Wer sich an Jesus hält, der braucht sich darüber keine Gedanken zu machen. Und wer zu Jesus zurückgefunden hat, auch nicht. Es gibt aber Leute, die sich von Jesus abwenden und nicht mehr zurückfinden und dann sterben – was bei einer Christenverfolgung oder einem Krieg oder einer schweren Krankheit nahe liegt, und für die gibt es nach dem Hebräerbrief keine weitere Chance mehr.

Ich finde es sehr interessant, dass Jesus uns nirgendwo sagt, wir sollen alles, was in der Bibel steht, widerspruchslos vermitteln können, aber er fordert uns dazu auf, Gott, den Nächsten zu lieben, zu vertrauen und andere zum Glauben an ihn, Jesus, einzuladen.

Sicherheit werden Sie erst nach Ihrem Tod haben, bis dahin besteht die Einladung, Jesus zu vertrauen bzw. ihm zu glauben, was er sagt. Zweifel – z. B. bei Hiob oder Thomas, den Emmausjüngern überwindet Gott/Jesus z. B. dadurch, dass er ihnen begegnet, nicht durch ausgeklügelte Erklärungsmodelle. In diesem Sinne,

liebe Grüße und Gottes Segen für Sie …

3a. Mein dritter Brief an die Seelsorgerin
(Ohne Auflösung der Bedrohung kein Vertrauen)

liebe Frau ….,

Sie wollen etwas zu Ihrer „Kernfrage“ hören? Nun gut, ich beantworte sie Ihnen.

Wenn Sie sagen „Sicherheit gibt es nicht – erst nach dem Tod gibt es sie“ dann äußern Sie sich  zu dem Unterschied zwischen Glauben und Schauen. Es gibt keinen handgreiflichen Beweis, dass der Himmel, den man im Glauben erwartet, tatsächlich existiert. Soweit richtig. Wir können nicht auf einen persönlichen Kontakt mit den Zeugen der Auferstehung zurückgreifen, deren Integrität uns zumindest eine Beinahe-Gewissheit vermittelt hätte. Wir haben nur den biblischen Text, durch den wir lernen Liebe zu praktizieren. Dadurch erfahren wir mancherlei Segnungen und je mehr wir davon erfahren, desto stärker wird unsere Hoffnung, dass es tatsächlich ein Reich der Liebe und des Friedens gibt, in das wir nach dem Tod gelangen.  Es ist theoretisch aber denkbar, dass doch mit dem Tode alles aus ist. Jedenfalls widerlegbar ist das nicht. Wir können aber durch Fleiß dafür sorgen, dass unsere Hoffnung sehr stark wird, indem wir Worte der Liebe Jesu auf uns beziehen, uns darüber freuen und in dieser Freude dann auch anderen Liebe erweisen.  In dieser Frage bin ich in Bezug auf die Sicherheit mit Ihnen einig.

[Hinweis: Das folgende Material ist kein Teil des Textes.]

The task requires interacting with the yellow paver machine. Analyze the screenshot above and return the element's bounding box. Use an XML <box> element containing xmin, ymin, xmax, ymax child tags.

Das ändert aber nichts an der Tatsache, dass manche Gläubige die einladenden Worte der Liebe Jesu gar nicht auf sich beziehen können. Sie finden  eben auch massive Drohungen in der Bibel und sie scheitern bei dem Versuch zu beweisen, dass diese Drohungen ihnen nicht gelten.

So bleibt der Widerspruch zwischen ermutigenden und beängstigenden Aussagen bestehen. Diese Gläubigen wissen gar nicht, was sie hoffen dürfen. Da die Angst bleibt, können sie keine Liebe praktizieren und erfahren folglich auch nicht die Segnungen der Liebe. Ihr Glaubensleben ist ruiniert, die Kräfte werden aufgezehrt, die Entmutigung wird chronisch.

Die Unterscheidung zwischen Glauben und Schauen macht hier keinen Sinn. Der Satz, dass es keine Sicherheit in Glaubensdingen gibt, macht hier keinen Sinn. In diesem Kontext gibt es gar keine „Glaubensdinge“. Der Zugang zum Glauben ist ja komplett versperrt, da sowohl die Einladung zum Glauben als auch der gefürchtete Ausschluss vom Heil gleichermaßen zum Gläubigen gelangen.

Deswegen muss eine Antwort auf die entmutigenden Bibelstellen gefunden werden – es hilft nichts, wenn wir eine objektiv vorhandene bedrohliche Wirkung ignorieren.

Die Bibel ist ein Bundesbuch, ihr Text ist ein Vertragstext, Verträge sind zu erfüllen, wenn sie nicht erfüllt werden, drohen Sanktionen und Strafen. Die Bedrohungen sind unterschiedlich streng: kein Frieden mehr im Herzen, Stagnieren der Gebeterhörung, Misslingen des ganzen Lebens (beim Bruch eines  Gelübdes z.B.), Krankheit oder ein schreckliches Warten auf das Gericht.

Für den Fall der „mutwilligen Sünde“ – die Gläubigen rätseln herum, was das ist, und sind durchaus nicht einer Meinung – „ist nur noch ein schreckliches Warten auf das Gericht da und kein Opfer mehr„.

Könnte man für die „mutwillige Sünde“ auch um Vergebung bitten, wozu dann die Warnung vor dem „schrecklichen Warten„? Wieso soll das Warten schrecklich sein, wenn es jederzeit sofort durch Buße beendet werden kann?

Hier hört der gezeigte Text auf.